I see it now, from our very first encounter- not friendly enquiry, but business-like interest. I let out a gasp. I press my hand to my mouth as I shake and sob. She taught me the ways of the ruthless world- only to be part of it herself? Dear God, she has betrayed me. She has betrayed me.

"Does he speak true?" She slowly nods, and I weep harder. Everything is lies. She did not want me for Elizabeth, the person, but Elizabeth the heir, and she and William have used me, their greedy little eyes on my inheritance and title. Oh no. Lord have mercy on me, was Henry, who professed love to me all this time, pretending too? They have lied all this time! My chest heaves, strangled by the horrid realisation.

"W-w-w-why?"

"We pretended likeness to you, you precocious little-" William's insults are deafened by my scream. They do not even like me. My husband, my Henry, is the false one, and he does not love me. I cannot think clearly.

"Elizabeth, calm yourself," Isabel says. I cannot cast my eyes upon her.

"You have betrayed me! I named by daughter after you," I choke, "my dead baby daughter. I trusted you, you made me feel welcome in your household and beloved of you, yet all this time, you were using me for some grubby coins and a piece of land, for it to end in the death of my daughter?" I screech. The neck of my nightgown is completely sodden, and my cheeks are inflamed. I look at their tensed faces, and run back into my bedchamber. I press my back against the door, and weep, and weep. And weep. I feel as though I am dying inside, for I hurt so much. My life is lies. The people whom I loved the most seem to detest me so, and my baby, my beautiful baby, I think so bitterly, was named after one of them. How can they have tricked me like this, how can such wicked beings exist upon this earth? What am I going to do?

They do not try to enter my bedchamber, but an hour later, when Bessie tentatively knocks upon my door, she finds me still ravished, rolling up and rather crumpling costly gowns of fustian, damask, and silk into a trunk, my wedding dress and betrothal dress lying on the floor with many slashes, and a bloodied knife on the floor.

"Elizabeth? What are you doing?"

"I am departing," I say, through gritted teeth, tasting blood, furiously pushing down the gowns to make room for my comb, rosewater, and embroidery.
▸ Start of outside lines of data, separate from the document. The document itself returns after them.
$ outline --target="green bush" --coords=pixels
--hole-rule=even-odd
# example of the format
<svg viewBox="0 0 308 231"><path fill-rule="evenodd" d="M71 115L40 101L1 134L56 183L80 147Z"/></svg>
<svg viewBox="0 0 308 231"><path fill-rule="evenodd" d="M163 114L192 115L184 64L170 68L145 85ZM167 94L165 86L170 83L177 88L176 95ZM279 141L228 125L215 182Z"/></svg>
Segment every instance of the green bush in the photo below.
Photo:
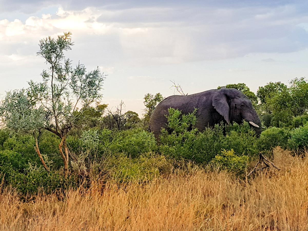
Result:
<svg viewBox="0 0 308 231"><path fill-rule="evenodd" d="M65 179L56 173L48 173L42 167L25 164L20 153L10 150L0 152L0 179L5 186L11 186L29 195L40 190L47 193L76 185L73 178Z"/></svg>
<svg viewBox="0 0 308 231"><path fill-rule="evenodd" d="M120 182L151 180L158 176L168 166L164 156L151 152L134 158L129 158L123 153L119 153L111 157L109 164L112 179Z"/></svg>
<svg viewBox="0 0 308 231"><path fill-rule="evenodd" d="M123 152L132 158L154 151L156 148L154 135L141 128L118 132L109 147L111 153Z"/></svg>
<svg viewBox="0 0 308 231"><path fill-rule="evenodd" d="M303 115L292 119L291 122L292 128L296 128L305 125L308 122L308 115Z"/></svg>
<svg viewBox="0 0 308 231"><path fill-rule="evenodd" d="M228 128L225 137L222 126L218 125L198 132L193 128L196 121L195 111L181 117L180 111L169 109L168 121L172 132L169 134L164 129L162 131L159 147L162 154L177 160L184 159L207 164L223 148L233 148L241 154L258 153L257 139L247 123L243 126Z"/></svg>
<svg viewBox="0 0 308 231"><path fill-rule="evenodd" d="M221 141L221 148L226 150L233 149L239 155L257 155L259 152L257 144L258 139L248 123L245 122L242 125L236 124L230 127L226 137Z"/></svg>
<svg viewBox="0 0 308 231"><path fill-rule="evenodd" d="M246 169L248 160L248 156L237 156L233 149L230 151L223 149L220 154L215 156L211 162L223 169L241 173Z"/></svg>
<svg viewBox="0 0 308 231"><path fill-rule="evenodd" d="M268 128L261 134L258 146L260 151L265 152L271 152L277 146L286 149L290 135L287 129L275 127Z"/></svg>
<svg viewBox="0 0 308 231"><path fill-rule="evenodd" d="M308 126L300 127L292 130L287 146L290 150L300 154L308 148Z"/></svg>

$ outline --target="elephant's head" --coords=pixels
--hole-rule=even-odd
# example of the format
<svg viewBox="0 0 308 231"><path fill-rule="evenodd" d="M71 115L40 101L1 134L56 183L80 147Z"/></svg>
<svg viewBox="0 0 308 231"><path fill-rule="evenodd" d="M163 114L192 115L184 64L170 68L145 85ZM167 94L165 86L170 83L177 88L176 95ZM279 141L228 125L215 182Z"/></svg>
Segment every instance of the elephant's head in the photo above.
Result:
<svg viewBox="0 0 308 231"><path fill-rule="evenodd" d="M234 88L217 90L213 96L213 105L229 124L235 122L241 124L245 120L260 136L262 131L259 116L248 98Z"/></svg>

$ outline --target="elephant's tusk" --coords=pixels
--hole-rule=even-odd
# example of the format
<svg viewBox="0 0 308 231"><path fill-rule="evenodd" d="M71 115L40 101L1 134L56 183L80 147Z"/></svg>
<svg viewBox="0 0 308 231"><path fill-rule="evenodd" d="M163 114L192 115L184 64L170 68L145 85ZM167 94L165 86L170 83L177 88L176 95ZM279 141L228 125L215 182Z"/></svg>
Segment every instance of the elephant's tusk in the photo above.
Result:
<svg viewBox="0 0 308 231"><path fill-rule="evenodd" d="M252 125L253 126L254 126L254 127L255 127L256 128L260 128L258 125L257 124L255 124L252 121L249 121L248 122L248 123L249 123L249 124L251 124L251 125Z"/></svg>

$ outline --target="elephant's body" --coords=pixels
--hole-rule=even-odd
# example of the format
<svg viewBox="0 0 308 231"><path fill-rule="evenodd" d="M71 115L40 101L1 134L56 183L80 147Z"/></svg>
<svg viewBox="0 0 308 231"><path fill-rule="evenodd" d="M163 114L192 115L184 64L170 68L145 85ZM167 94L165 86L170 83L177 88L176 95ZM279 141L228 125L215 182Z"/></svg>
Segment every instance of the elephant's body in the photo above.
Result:
<svg viewBox="0 0 308 231"><path fill-rule="evenodd" d="M249 118L245 118L243 116L243 114L245 113L236 113L239 111L237 110L237 108L239 105L238 104L237 107L235 103L234 107L230 105L232 104L231 98L229 99L225 97L230 93L234 95L234 97L237 101L244 101L248 105L248 110L253 114L252 116L248 116ZM225 100L221 100L225 98L226 99ZM227 110L224 107L221 108L221 106L224 107L224 105L226 103L229 107ZM249 107L251 107L250 109ZM234 121L241 123L244 119L247 121L254 122L254 120L256 124L261 126L260 119L251 102L240 91L233 89L209 90L188 95L172 95L160 102L154 110L150 119L150 130L157 139L158 138L162 128L166 129L169 132L171 132L167 127L166 116L168 114L168 109L170 107L178 109L184 115L192 112L195 108L197 108L196 114L197 120L195 126L201 132L203 131L206 127L213 127L215 124L221 122L229 124Z"/></svg>

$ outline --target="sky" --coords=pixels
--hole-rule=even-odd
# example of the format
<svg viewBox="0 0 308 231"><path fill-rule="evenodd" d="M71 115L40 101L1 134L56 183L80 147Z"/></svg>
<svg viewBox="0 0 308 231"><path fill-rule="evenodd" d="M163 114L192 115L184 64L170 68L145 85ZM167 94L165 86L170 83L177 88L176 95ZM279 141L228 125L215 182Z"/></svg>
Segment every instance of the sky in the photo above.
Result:
<svg viewBox="0 0 308 231"><path fill-rule="evenodd" d="M108 75L101 103L141 116L148 93L244 83L256 92L308 71L305 1L0 0L0 97L40 82L39 40L72 33L66 56Z"/></svg>

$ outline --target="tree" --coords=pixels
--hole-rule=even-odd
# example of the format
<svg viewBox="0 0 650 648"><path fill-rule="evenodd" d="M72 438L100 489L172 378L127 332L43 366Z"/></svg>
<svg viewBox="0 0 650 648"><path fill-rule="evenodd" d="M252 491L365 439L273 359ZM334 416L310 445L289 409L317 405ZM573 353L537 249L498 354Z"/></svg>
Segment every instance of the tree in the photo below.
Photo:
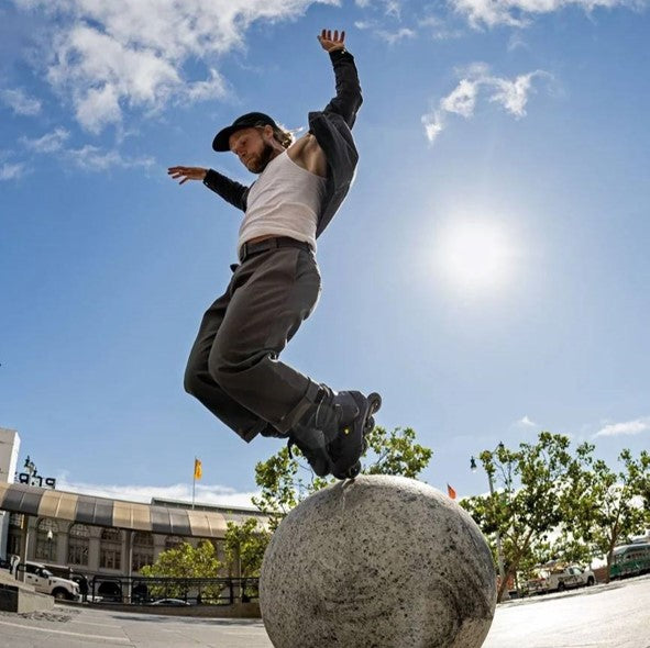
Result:
<svg viewBox="0 0 650 648"><path fill-rule="evenodd" d="M222 565L217 559L214 545L209 540L200 541L197 547L189 543L181 543L177 547L163 551L153 565L141 569L141 573L147 578L218 578ZM164 583L152 585L154 596L183 596L187 595L188 583ZM219 595L218 589L206 588L205 594L210 597Z"/></svg>
<svg viewBox="0 0 650 648"><path fill-rule="evenodd" d="M229 565L238 565L240 578L258 577L271 532L262 523L250 517L243 524L228 523L225 532L225 556Z"/></svg>
<svg viewBox="0 0 650 648"><path fill-rule="evenodd" d="M377 426L366 440L368 453L363 471L368 474L417 478L433 454L431 449L416 443L416 433L410 427L397 427L388 433ZM316 477L309 468L299 463L299 450L294 453L296 456L291 457L284 447L268 460L255 466L255 482L261 494L253 498L253 503L269 516L272 530L305 498L337 481L334 478L328 480Z"/></svg>
<svg viewBox="0 0 650 648"><path fill-rule="evenodd" d="M580 494L573 504L575 532L592 551L607 560L606 581L614 549L630 536L639 533L647 523L647 495L650 482L650 455L643 450L635 459L628 449L618 460L623 469L612 470L605 461L587 458ZM646 501L645 501L646 500Z"/></svg>
<svg viewBox="0 0 650 648"><path fill-rule="evenodd" d="M499 444L480 455L494 492L461 505L486 536L500 535L505 578L499 601L520 568L530 570L551 550L549 536L563 521L565 493L581 474L569 446L566 436L541 432L537 444L520 444L518 450Z"/></svg>

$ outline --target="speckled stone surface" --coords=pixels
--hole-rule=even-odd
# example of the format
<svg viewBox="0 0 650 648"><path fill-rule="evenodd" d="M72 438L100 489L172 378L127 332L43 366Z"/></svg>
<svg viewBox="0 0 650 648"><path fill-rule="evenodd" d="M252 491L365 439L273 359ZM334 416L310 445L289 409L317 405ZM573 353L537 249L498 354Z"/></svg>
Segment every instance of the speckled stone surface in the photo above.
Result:
<svg viewBox="0 0 650 648"><path fill-rule="evenodd" d="M475 648L496 605L489 549L440 491L360 476L283 521L262 567L275 648Z"/></svg>

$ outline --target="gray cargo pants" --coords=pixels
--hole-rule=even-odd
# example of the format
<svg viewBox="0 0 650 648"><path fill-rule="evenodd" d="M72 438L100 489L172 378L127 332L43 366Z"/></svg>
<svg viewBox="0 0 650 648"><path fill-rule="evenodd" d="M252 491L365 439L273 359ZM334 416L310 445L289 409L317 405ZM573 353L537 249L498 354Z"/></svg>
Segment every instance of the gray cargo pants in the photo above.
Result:
<svg viewBox="0 0 650 648"><path fill-rule="evenodd" d="M286 434L311 404L316 384L278 356L319 294L311 252L279 247L246 258L203 315L185 390L246 442L268 424Z"/></svg>

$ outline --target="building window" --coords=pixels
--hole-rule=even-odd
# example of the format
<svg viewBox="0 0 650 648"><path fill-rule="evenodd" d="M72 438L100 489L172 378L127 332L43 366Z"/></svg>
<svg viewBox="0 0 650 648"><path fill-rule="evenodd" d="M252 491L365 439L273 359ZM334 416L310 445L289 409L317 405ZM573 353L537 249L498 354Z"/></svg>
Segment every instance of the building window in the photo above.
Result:
<svg viewBox="0 0 650 648"><path fill-rule="evenodd" d="M145 565L154 563L154 536L147 533L133 534L133 560L131 571L140 571Z"/></svg>
<svg viewBox="0 0 650 648"><path fill-rule="evenodd" d="M85 524L73 524L68 536L68 562L87 566L90 529Z"/></svg>
<svg viewBox="0 0 650 648"><path fill-rule="evenodd" d="M58 541L58 525L49 517L42 517L36 524L36 550L34 557L37 560L56 562L56 546Z"/></svg>
<svg viewBox="0 0 650 648"><path fill-rule="evenodd" d="M9 527L9 535L7 536L7 556L20 556L20 545L22 540L22 533L16 529Z"/></svg>
<svg viewBox="0 0 650 648"><path fill-rule="evenodd" d="M183 538L178 536L167 536L165 538L165 551L167 551L168 549L176 549L176 547L183 545Z"/></svg>
<svg viewBox="0 0 650 648"><path fill-rule="evenodd" d="M99 545L99 567L101 569L122 568L122 532L104 528Z"/></svg>

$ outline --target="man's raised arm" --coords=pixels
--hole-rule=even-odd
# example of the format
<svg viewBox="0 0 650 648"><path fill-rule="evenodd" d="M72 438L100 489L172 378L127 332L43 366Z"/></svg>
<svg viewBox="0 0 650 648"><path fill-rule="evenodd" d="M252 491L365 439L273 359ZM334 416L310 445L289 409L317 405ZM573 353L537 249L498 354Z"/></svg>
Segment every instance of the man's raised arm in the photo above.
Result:
<svg viewBox="0 0 650 648"><path fill-rule="evenodd" d="M246 211L246 197L249 188L231 180L214 169L203 169L202 167L169 167L167 174L173 180L180 178L179 185L188 180L200 180L208 189L218 193L223 200Z"/></svg>
<svg viewBox="0 0 650 648"><path fill-rule="evenodd" d="M332 34L331 30L323 30L318 36L318 42L330 55L337 80L337 96L327 104L323 112L340 114L352 129L363 98L354 57L345 49L345 32L339 35L338 31Z"/></svg>

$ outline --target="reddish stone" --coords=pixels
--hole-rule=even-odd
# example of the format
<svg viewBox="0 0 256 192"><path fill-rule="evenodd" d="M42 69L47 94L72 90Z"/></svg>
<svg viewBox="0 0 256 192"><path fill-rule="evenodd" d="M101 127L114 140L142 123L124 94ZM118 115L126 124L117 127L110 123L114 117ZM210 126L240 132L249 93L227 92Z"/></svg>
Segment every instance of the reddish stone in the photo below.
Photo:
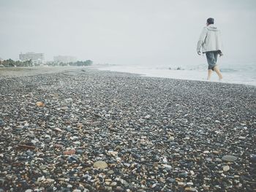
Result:
<svg viewBox="0 0 256 192"><path fill-rule="evenodd" d="M75 149L66 150L63 153L64 155L74 155L75 153Z"/></svg>

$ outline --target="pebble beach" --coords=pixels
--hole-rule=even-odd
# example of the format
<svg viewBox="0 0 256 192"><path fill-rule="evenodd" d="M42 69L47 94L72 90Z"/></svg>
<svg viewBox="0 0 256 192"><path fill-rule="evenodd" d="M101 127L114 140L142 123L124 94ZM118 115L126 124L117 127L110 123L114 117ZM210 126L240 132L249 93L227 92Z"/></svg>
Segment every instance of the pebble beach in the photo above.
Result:
<svg viewBox="0 0 256 192"><path fill-rule="evenodd" d="M42 69L0 69L1 192L256 191L255 86Z"/></svg>

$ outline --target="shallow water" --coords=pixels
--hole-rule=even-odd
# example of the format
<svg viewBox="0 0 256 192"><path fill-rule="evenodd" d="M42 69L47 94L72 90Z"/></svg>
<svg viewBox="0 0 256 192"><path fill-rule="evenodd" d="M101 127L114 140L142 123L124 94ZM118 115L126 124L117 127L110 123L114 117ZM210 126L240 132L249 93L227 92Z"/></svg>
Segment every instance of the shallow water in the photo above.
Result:
<svg viewBox="0 0 256 192"><path fill-rule="evenodd" d="M222 82L256 85L256 64L225 65L220 66L223 75ZM177 70L178 68L181 69ZM166 77L192 80L207 80L207 66L205 64L189 66L102 65L100 70L140 74L146 77ZM211 81L219 82L218 76L213 73Z"/></svg>

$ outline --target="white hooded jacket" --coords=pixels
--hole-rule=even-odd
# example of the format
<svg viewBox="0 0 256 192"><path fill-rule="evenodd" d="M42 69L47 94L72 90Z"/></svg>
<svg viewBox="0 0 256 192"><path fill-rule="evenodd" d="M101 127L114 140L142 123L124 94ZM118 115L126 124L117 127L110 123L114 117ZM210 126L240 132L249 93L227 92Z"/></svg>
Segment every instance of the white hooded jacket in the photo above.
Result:
<svg viewBox="0 0 256 192"><path fill-rule="evenodd" d="M203 28L197 42L197 52L201 47L203 53L219 50L223 53L220 31L213 24Z"/></svg>

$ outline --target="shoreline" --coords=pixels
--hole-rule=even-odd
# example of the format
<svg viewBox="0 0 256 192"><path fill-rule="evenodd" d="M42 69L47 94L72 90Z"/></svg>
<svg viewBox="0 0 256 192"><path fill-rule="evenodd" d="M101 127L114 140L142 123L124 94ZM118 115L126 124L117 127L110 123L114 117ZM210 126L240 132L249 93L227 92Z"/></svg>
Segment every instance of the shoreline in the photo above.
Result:
<svg viewBox="0 0 256 192"><path fill-rule="evenodd" d="M0 189L256 187L253 86L90 68L0 84Z"/></svg>
<svg viewBox="0 0 256 192"><path fill-rule="evenodd" d="M132 75L138 75L142 77L148 78L164 78L170 80L185 80L185 81L198 81L198 82L206 82L210 83L224 83L230 85L239 85L245 86L252 86L255 88L255 85L244 84L242 82L229 82L225 81L208 81L207 80L192 80L192 79L183 79L183 78L173 78L167 77L157 77L151 76L141 73L135 73L132 72L119 72L107 69L102 69L102 65L93 65L89 66L28 66L28 67L2 67L0 68L0 79L10 78L10 77L18 77L24 76L34 76L39 74L54 74L54 73L61 73L69 71L79 71L80 69L90 69L90 70L99 70L102 72L108 72L112 73L122 73L122 74L129 74ZM7 72L7 74L4 74Z"/></svg>

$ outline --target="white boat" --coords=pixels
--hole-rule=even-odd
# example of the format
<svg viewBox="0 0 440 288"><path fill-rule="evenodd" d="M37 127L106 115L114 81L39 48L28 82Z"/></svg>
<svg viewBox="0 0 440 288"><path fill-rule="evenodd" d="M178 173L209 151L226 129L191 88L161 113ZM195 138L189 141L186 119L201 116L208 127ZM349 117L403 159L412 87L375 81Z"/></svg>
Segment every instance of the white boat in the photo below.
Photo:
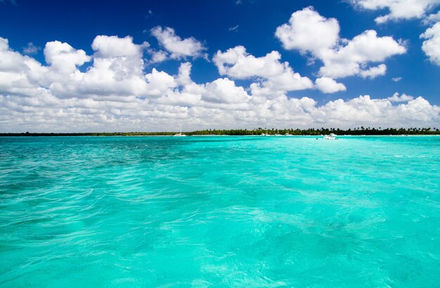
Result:
<svg viewBox="0 0 440 288"><path fill-rule="evenodd" d="M180 125L180 132L177 134L174 134L174 137L184 137L186 136L185 134L182 134L182 124Z"/></svg>
<svg viewBox="0 0 440 288"><path fill-rule="evenodd" d="M337 140L336 136L337 136L336 134L330 133L328 135L324 135L324 140Z"/></svg>

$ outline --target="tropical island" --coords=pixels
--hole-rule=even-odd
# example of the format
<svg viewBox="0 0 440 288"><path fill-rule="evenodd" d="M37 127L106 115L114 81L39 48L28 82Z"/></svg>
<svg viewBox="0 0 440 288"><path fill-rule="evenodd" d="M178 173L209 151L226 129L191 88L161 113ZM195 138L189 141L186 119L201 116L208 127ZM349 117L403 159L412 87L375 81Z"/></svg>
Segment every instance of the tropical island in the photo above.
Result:
<svg viewBox="0 0 440 288"><path fill-rule="evenodd" d="M97 133L1 133L0 136L170 136L176 132L97 132ZM261 136L261 135L292 135L318 136L329 134L353 136L387 136L387 135L440 135L438 128L385 128L357 127L341 129L336 128L307 129L205 129L183 131L187 136Z"/></svg>

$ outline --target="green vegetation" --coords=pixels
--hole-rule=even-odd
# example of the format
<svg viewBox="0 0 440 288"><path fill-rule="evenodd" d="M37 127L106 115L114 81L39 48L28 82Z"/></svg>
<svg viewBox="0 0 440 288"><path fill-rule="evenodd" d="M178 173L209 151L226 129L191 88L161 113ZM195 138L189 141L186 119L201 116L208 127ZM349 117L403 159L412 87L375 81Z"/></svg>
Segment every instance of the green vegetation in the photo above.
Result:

I find a rather slanted H and E entwined that I was sewing on a shirt for Henry. He, it says. He he! He he, he he, he he. The laughter fills my ears and I let out another scream.

"Elizabeth, what has happened? What can you mean?"

I pull damp strands of matted hair out of my face. "You will have this taken on a wagon the manor at Barkway." Bessie's face is one of bewilderment.

"Elizabeth, you must be jesting? Shall I fetch Lady Bourchier?" She crosses over to me, swallowing. "Sweet, I know what has happened... I am so very sorry."

"No!" I scream, and Bessie takes a few steps back. I can hardly intake any breath of air, for I have cried for so long, thinking of how everything is ruined. One of the worst things of all is Henry clearly did not love me, and we created a child together, and my baby, that beautiful baby is now gone from me. I am so dazed and confused that I cannot even begin to think properly, apart from the one urge in my head, for everything has occurred in such quick succession. I still cannot believe that my little baby is dead. All I know is that I need to remove myself from all this pain.

"I have to leave, Bessie, I cannot remain here a minute longer. I plan to ride away, and never return back."